For business owners planning an exit, this matters. A £1 million gain now costs £180,000 in CGT under BADR, compared with £100,000 just two years ago. If you are in the process of selling a business or winding down a company, the timing of disposals and the structuring of consideration — deferred, earn-out, or upfront — deserve careful review. There may still be scope to crystallise gains tax-efficiently, but the window is narrower than it was.

4. Dividend Tax Rates Increase by 2 Percentage Points

Dividend tax rates have risen by 2% across the board from 6 April 2026. The basic rate goes from 8.75% to 10.75%, the higher rate from 33.75% to 35.75%, and the additional rate climbs to 39.35%. Combined with the £500 dividend allowance (reduced from £1,000 in 2024/25 and from £2,000 before that), the tax cost of extracting profits as dividends continues to climb.

For owner-managers operating through limited companies, this changes the salary-versus-dividend calculation yet again.

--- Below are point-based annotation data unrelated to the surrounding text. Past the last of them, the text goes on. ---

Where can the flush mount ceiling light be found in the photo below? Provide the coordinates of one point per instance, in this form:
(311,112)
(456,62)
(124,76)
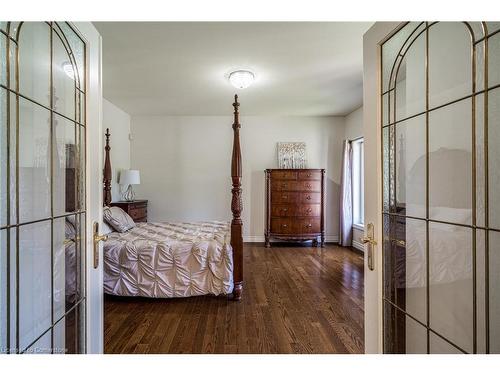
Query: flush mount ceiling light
(68,69)
(241,79)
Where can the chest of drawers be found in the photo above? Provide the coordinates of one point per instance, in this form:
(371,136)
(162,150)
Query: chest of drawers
(295,205)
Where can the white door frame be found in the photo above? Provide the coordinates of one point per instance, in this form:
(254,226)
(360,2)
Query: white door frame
(94,147)
(372,133)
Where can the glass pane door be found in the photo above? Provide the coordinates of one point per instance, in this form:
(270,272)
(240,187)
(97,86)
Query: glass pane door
(42,197)
(441,129)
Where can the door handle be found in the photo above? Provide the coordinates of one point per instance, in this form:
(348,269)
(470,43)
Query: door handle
(369,240)
(97,238)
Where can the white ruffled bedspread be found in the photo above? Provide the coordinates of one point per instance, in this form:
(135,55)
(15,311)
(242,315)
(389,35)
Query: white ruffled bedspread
(164,260)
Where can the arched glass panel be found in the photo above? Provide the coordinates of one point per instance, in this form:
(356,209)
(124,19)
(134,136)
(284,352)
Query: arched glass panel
(450,63)
(34,62)
(441,124)
(42,233)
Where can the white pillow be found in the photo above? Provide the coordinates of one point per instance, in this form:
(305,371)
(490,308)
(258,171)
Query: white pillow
(118,219)
(106,229)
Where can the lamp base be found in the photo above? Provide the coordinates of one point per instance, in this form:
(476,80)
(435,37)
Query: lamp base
(129,194)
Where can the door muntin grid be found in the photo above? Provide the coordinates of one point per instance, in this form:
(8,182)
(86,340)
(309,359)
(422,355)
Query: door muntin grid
(42,87)
(426,229)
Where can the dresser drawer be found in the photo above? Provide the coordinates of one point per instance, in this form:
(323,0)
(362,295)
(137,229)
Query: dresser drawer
(284,185)
(282,210)
(312,225)
(138,212)
(310,198)
(284,175)
(309,175)
(309,185)
(284,197)
(282,226)
(309,210)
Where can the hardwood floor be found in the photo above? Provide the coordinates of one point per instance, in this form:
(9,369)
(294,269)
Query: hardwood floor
(295,300)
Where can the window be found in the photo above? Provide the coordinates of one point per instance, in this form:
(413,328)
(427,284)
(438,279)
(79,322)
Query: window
(358,182)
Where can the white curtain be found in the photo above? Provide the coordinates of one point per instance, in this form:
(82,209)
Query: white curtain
(346,196)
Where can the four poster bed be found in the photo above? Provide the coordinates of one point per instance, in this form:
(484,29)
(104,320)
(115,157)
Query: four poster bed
(164,260)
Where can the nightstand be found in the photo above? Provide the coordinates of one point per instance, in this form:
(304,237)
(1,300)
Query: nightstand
(138,209)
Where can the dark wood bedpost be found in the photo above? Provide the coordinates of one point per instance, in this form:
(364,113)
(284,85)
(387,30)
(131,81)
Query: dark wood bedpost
(107,172)
(237,207)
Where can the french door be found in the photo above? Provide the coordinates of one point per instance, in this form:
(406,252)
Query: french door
(44,233)
(440,137)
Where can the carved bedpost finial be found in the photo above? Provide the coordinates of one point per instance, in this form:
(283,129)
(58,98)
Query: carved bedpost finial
(107,171)
(236,112)
(237,206)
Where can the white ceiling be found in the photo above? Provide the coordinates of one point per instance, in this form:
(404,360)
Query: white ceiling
(180,68)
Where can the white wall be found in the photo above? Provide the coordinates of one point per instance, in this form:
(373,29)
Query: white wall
(118,123)
(354,129)
(354,124)
(185,164)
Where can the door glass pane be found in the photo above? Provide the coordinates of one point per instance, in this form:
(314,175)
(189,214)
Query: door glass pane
(405,250)
(450,67)
(450,163)
(34,281)
(3,157)
(411,166)
(80,259)
(494,291)
(481,290)
(81,162)
(77,49)
(48,256)
(386,168)
(440,346)
(493,58)
(3,291)
(64,80)
(494,157)
(480,163)
(65,334)
(403,334)
(42,346)
(65,165)
(3,59)
(410,82)
(451,294)
(34,161)
(480,66)
(65,263)
(393,47)
(34,61)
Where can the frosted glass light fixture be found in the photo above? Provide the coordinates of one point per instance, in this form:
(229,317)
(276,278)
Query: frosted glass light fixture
(241,79)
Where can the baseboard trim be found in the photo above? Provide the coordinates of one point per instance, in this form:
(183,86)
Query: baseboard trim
(260,239)
(358,246)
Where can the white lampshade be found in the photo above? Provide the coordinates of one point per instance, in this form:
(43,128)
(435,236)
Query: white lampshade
(241,79)
(130,177)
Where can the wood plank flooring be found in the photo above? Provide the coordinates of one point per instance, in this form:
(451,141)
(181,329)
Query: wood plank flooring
(295,300)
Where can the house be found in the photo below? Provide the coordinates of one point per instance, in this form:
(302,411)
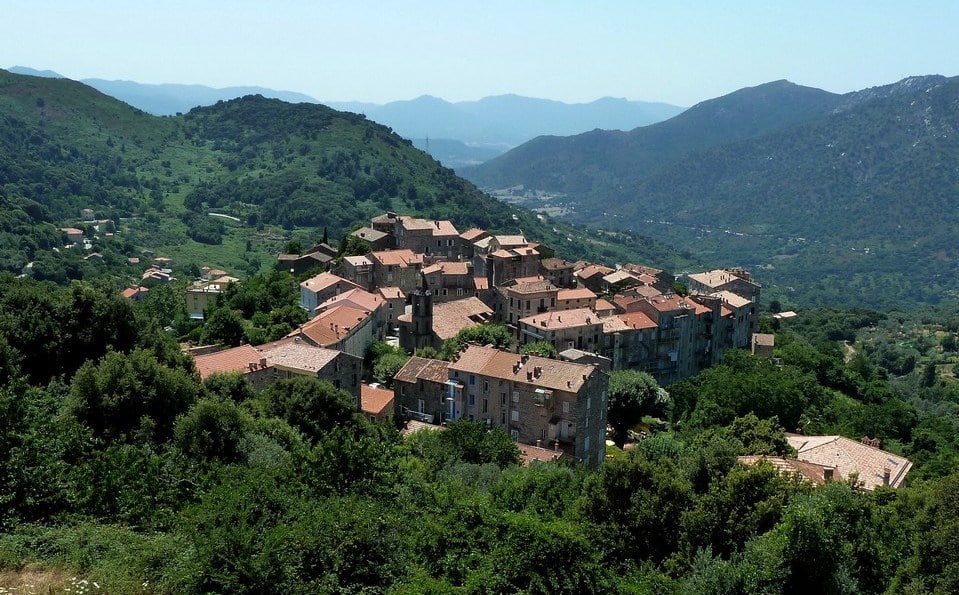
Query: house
(348,322)
(871,466)
(376,403)
(320,288)
(525,296)
(569,329)
(374,238)
(420,390)
(763,344)
(539,401)
(358,269)
(264,364)
(290,358)
(808,472)
(737,281)
(134,294)
(397,268)
(74,235)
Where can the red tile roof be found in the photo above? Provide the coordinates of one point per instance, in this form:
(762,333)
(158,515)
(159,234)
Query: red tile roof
(374,400)
(237,359)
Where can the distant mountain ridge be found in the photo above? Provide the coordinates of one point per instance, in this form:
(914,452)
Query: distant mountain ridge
(850,198)
(508,120)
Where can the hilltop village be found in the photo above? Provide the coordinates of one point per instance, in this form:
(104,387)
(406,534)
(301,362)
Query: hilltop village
(422,282)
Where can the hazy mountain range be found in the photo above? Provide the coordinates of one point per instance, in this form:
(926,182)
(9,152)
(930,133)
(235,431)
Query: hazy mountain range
(461,133)
(851,198)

You should be reviewing your remuneration strategy with your adviser to ensure you are still extracting profits in the most tax-efficient way — pension contributions, salary sacrifice arrangements, and the timing of dividend declarations all come into play.

5. New FRS 102: Lease and Revenue Recognition Overhaul

The revised FRS 102 standard applies to accounting periods beginning on or after 1 January 2026, which means many companies are already preparing their first set of accounts under the new rules. Two changes stand out.

First, lease accounting. Most operating leases must now be recognised on the balance sheet as right-of-use assets with corresponding lease liabilities. If your business holds significant property or equipment leases, your balance sheet will look materially different — and so will your debt covenants, gearing ratios, and EBITDA calculations. Lenders and investors need to understand these are presentational changes, not operational ones, but the conversations need to happen now.

Second, revenue recognition moves to a five-step model aligned with IFRS 15 principles. For businesses with complex contracts — bundled services, milestone-based billing, long-term projects — the timing and amount of revenue recognised may shift. Finance teams should have completed their impact assessments by now; if not, prioritise this immediately.

6. EIS and VCT Investment Limits Double

In more welcome news, the annual investment limits for the Enterprise Investment Scheme (EIS) and Venture Capital Trusts (VCTs) have doubled from 6 April 2026. Companies can now raise up to £10 million annually (£20 million for knowledge-intensive companies), with lifetime limits rising to £24 million and £40 million respectively.

For growing businesses seeking equity investment, this is a genuine incentive. The tax reliefs available to EIS investors — 30% income tax relief, CGT deferral, and loss relief — make EIS-qualifying fundraises attractive to high-net-worth investors. If you are planning a funding round, ensuring your company qualifies for EIS or SEIS should be part of the conversation from day one.

7. Vaping Products Duty and Remote Gaming Duty

Two sector-specific duties took effect on 1 April 2026. A new Vaping Products Duty applies to manufacturers and importers of vaping liquids, with rates varying by nicotine content. Meanwhile, remote gaming duty has jumped from 21% to 40% (with UK horse-racing bets remaining at 15%), and bingo duty has been abolished entirely.

These are niche changes, but if you operate in the vaping, gaming, or leisure sectors, the compliance and commercial implications are significant. The remote gaming duty increase, in particular, will squeeze margins for online operators and may accelerate consolidation in the sector.

What Should You Do Now?

The common thread running through all of these changes is that reactive compliance is no longer enough. MTD demands new systems and processes. The IHT and CGT changes require proactive estate and exit planning. FRS 102 changes need balance sheet remodelling and stakeholder communication. And the dividend tax increases mean remuneration strategies need revisiting.

If any of these changes affect your business or your clients, the time to act is not next quarter — it is now. Review your software, revisit your tax planning, and pressure-test your assumptions against the new rules.